One cat to every five dogs are being taken to the vet on this belief. And unfortunately, cats are good at hiding illness and in many cases it can be too late by the time you’ve noticed anything unusual in your cat’s behavior. Minimal to no vet visits means those issues can go undiscovered and untreated longer. By completing an annual checkup, which can include a blood test for a wellness screen, this can help us with early identification of any problems before they have done silent, irreversible damage.
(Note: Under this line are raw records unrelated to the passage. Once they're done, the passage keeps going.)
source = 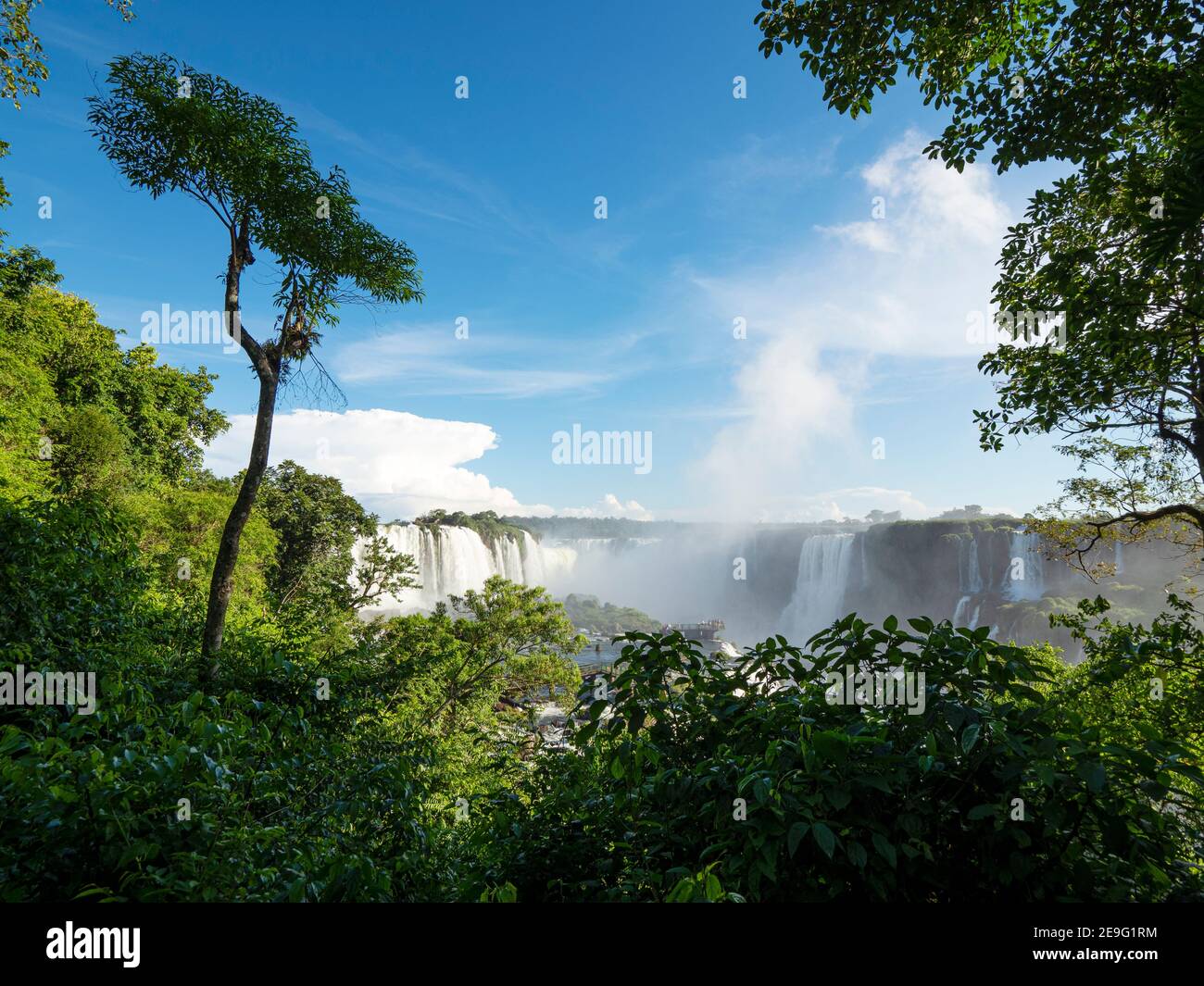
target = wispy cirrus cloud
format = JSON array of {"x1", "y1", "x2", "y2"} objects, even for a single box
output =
[{"x1": 332, "y1": 325, "x2": 633, "y2": 397}]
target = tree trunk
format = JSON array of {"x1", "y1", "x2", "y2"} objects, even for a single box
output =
[
  {"x1": 201, "y1": 373, "x2": 276, "y2": 678},
  {"x1": 201, "y1": 225, "x2": 281, "y2": 679}
]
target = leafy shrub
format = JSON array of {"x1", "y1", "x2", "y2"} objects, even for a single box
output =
[{"x1": 464, "y1": 612, "x2": 1204, "y2": 902}]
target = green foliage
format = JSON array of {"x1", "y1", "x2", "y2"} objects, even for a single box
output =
[
  {"x1": 563, "y1": 593, "x2": 665, "y2": 636},
  {"x1": 0, "y1": 286, "x2": 226, "y2": 498},
  {"x1": 257, "y1": 460, "x2": 418, "y2": 621},
  {"x1": 465, "y1": 614, "x2": 1204, "y2": 902},
  {"x1": 121, "y1": 489, "x2": 280, "y2": 615},
  {"x1": 755, "y1": 0, "x2": 1204, "y2": 568},
  {"x1": 0, "y1": 504, "x2": 440, "y2": 901}
]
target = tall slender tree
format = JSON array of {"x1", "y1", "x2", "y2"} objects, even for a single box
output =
[{"x1": 88, "y1": 55, "x2": 421, "y2": 676}]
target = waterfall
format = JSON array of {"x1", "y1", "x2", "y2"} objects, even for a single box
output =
[
  {"x1": 782, "y1": 534, "x2": 854, "y2": 644},
  {"x1": 352, "y1": 524, "x2": 560, "y2": 613},
  {"x1": 958, "y1": 533, "x2": 983, "y2": 596},
  {"x1": 1003, "y1": 530, "x2": 1045, "y2": 602},
  {"x1": 954, "y1": 596, "x2": 971, "y2": 626}
]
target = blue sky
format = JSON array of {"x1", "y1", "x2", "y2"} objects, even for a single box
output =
[{"x1": 0, "y1": 0, "x2": 1067, "y2": 520}]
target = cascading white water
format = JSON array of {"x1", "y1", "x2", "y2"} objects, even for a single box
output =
[
  {"x1": 1003, "y1": 530, "x2": 1045, "y2": 602},
  {"x1": 954, "y1": 596, "x2": 971, "y2": 626},
  {"x1": 782, "y1": 534, "x2": 854, "y2": 643},
  {"x1": 958, "y1": 534, "x2": 983, "y2": 596},
  {"x1": 352, "y1": 524, "x2": 560, "y2": 613}
]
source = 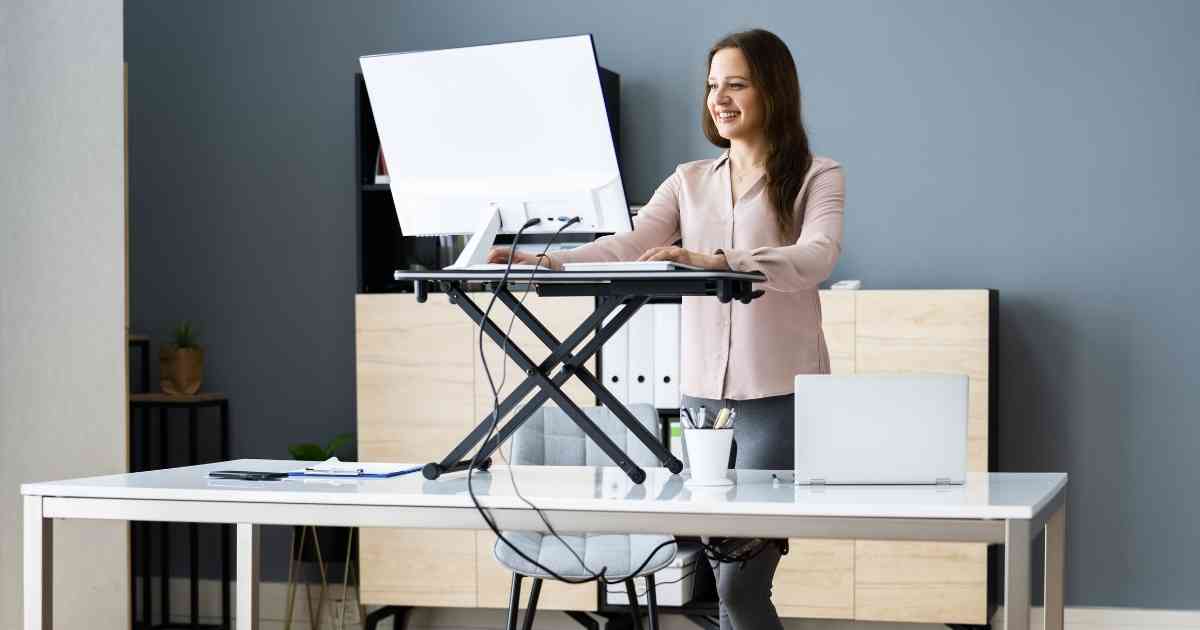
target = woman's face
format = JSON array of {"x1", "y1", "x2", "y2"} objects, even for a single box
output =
[{"x1": 708, "y1": 48, "x2": 764, "y2": 140}]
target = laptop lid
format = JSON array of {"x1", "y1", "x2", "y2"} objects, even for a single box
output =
[{"x1": 796, "y1": 374, "x2": 968, "y2": 485}]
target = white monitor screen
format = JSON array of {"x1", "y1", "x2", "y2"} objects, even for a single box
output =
[{"x1": 359, "y1": 35, "x2": 632, "y2": 235}]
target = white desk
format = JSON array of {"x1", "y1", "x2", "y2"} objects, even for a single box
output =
[{"x1": 20, "y1": 460, "x2": 1067, "y2": 630}]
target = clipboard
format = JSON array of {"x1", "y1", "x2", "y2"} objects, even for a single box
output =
[{"x1": 288, "y1": 462, "x2": 424, "y2": 479}]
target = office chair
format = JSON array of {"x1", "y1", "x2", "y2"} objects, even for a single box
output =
[{"x1": 493, "y1": 404, "x2": 676, "y2": 630}]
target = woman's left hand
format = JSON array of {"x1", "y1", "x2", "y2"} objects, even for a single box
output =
[{"x1": 637, "y1": 245, "x2": 730, "y2": 271}]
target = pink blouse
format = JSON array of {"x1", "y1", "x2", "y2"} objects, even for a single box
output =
[{"x1": 552, "y1": 154, "x2": 845, "y2": 400}]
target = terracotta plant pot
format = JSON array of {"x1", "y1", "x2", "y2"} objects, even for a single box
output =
[{"x1": 158, "y1": 344, "x2": 204, "y2": 396}]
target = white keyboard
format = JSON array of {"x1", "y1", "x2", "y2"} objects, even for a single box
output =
[
  {"x1": 444, "y1": 263, "x2": 550, "y2": 271},
  {"x1": 563, "y1": 260, "x2": 704, "y2": 271}
]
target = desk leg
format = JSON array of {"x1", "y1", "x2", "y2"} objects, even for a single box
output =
[
  {"x1": 24, "y1": 497, "x2": 54, "y2": 630},
  {"x1": 220, "y1": 401, "x2": 233, "y2": 630},
  {"x1": 159, "y1": 407, "x2": 170, "y2": 628},
  {"x1": 1004, "y1": 520, "x2": 1032, "y2": 630},
  {"x1": 236, "y1": 523, "x2": 262, "y2": 630},
  {"x1": 187, "y1": 407, "x2": 200, "y2": 630},
  {"x1": 1042, "y1": 502, "x2": 1067, "y2": 630}
]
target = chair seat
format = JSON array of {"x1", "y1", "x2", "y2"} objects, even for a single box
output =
[{"x1": 493, "y1": 532, "x2": 677, "y2": 580}]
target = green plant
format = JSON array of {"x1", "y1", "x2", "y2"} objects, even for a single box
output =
[
  {"x1": 172, "y1": 322, "x2": 200, "y2": 349},
  {"x1": 288, "y1": 433, "x2": 354, "y2": 462}
]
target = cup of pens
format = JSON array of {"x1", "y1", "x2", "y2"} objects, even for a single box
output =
[{"x1": 679, "y1": 407, "x2": 737, "y2": 486}]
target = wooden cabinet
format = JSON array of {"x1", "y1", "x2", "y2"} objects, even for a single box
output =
[
  {"x1": 355, "y1": 294, "x2": 596, "y2": 611},
  {"x1": 355, "y1": 290, "x2": 996, "y2": 624},
  {"x1": 354, "y1": 294, "x2": 475, "y2": 606}
]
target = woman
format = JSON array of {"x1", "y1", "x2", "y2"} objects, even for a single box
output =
[{"x1": 490, "y1": 30, "x2": 844, "y2": 630}]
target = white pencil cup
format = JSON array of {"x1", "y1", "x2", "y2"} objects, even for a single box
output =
[{"x1": 683, "y1": 428, "x2": 733, "y2": 486}]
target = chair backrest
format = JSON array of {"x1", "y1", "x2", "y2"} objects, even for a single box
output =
[{"x1": 512, "y1": 404, "x2": 660, "y2": 466}]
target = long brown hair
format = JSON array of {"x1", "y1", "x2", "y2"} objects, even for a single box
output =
[{"x1": 701, "y1": 29, "x2": 812, "y2": 240}]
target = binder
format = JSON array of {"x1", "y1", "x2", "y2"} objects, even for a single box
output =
[
  {"x1": 654, "y1": 304, "x2": 679, "y2": 409},
  {"x1": 625, "y1": 305, "x2": 654, "y2": 404},
  {"x1": 600, "y1": 316, "x2": 629, "y2": 404}
]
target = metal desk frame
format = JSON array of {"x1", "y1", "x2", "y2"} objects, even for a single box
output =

The main concern for a lot of pet owners is that their cat experiences so much stress when visiting the vet that the negative effects of going often outweigh the benefits. 

Here’s some tips to help reduce the stress of your visit:
1. Train your cat to see the carrier as just another piece of furniture with a favorite blanket or toy inside. Make it comfortable and inviting for them instead of simply pulling out the carrier from storage the day of the appointment.
2. Introduce the carrier a week before your visit or do some dry runs to the vet with your cat to get them used to the car ride.
3. To help reduce stress for the physical examination, you can perform a home ‘examination’, where you manipulate paws, inspect ears, inspect mouthes and comb your hands over the body and legs. This way your cat will be used to these actions and won’t have undue stress.
4. Cats can be sensitive to loud noises and bright lights, so to avoid visual stimuli at your visit, placing a blanket over his carrier could help to calm him down. Another tip could be to ask to wait out in your car if there is too much going on in the clinic at the time of your appointment.